Qualitative feedback from participants supports the utility of these sessions. One nurse manager related, “Now all members of our team, from clerks to nurses to physicians, have a shared vocabulary to help us create a more welcoming environment for patients and staff alike.” More specifically, participants recognize that effectively eliciting perspective with open-ended questions and listening in response are skills relevant to both patient and team interactions: “I will be more intentional in my interactions with colleagues and also more proactive in reaching out to staff to elicit feedback.” From another participant, “The RCC skills help me to step back and slow down in order to really listen to my patients and coworkers. What I learn makes me a better educator and nurse.” Empathy for fellow team members may also be enhanced: “[I will] be more conscientious of the complexities of coworkers’ jobs.”

Creating a learning environment in which these insights are possible requires skillful facilitation, including attention to the impact of hierarchy and interventions designed to support engagement of all team members. Zuckerberg San Francisco General Hospital and Trauma Center continues to refine its efforts, which include professional diversification of the facilitation team itself. By fostering compassion and respect in all relationships, ZSFG seeks to enhance and accelerate the impact of its RCC program beyond provider change to culture change, which ultimately includes all team members.

Conclusion

A wealth of evidence across institutions and geographic locations supports the train-the-trainer program model.

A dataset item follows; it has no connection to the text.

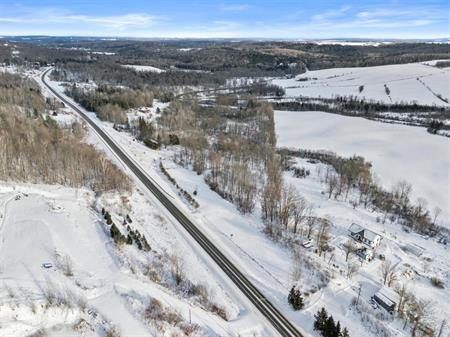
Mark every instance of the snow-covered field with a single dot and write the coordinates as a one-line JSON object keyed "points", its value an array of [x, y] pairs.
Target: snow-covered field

We now know that clinicians’ communication skills are teachable to clinicians across institutions and geography, that their increased skill levels lead to enhanced patient outcomes, and that customized solutions for institutions can succeed. When we train future trainers, allowing them to practice and receive feedback with increasing levels of autonomy, we arm ourselves with internal experts who can teach our clinicians and ultimately support the overall patient experience. The process of developing effective trainers is only one step in a complex journey toward improving overall experiences and outcomes. The successes of these program exemplars reflect the necessary strong commitment by organizational leaders and the trainers who deliver these programs.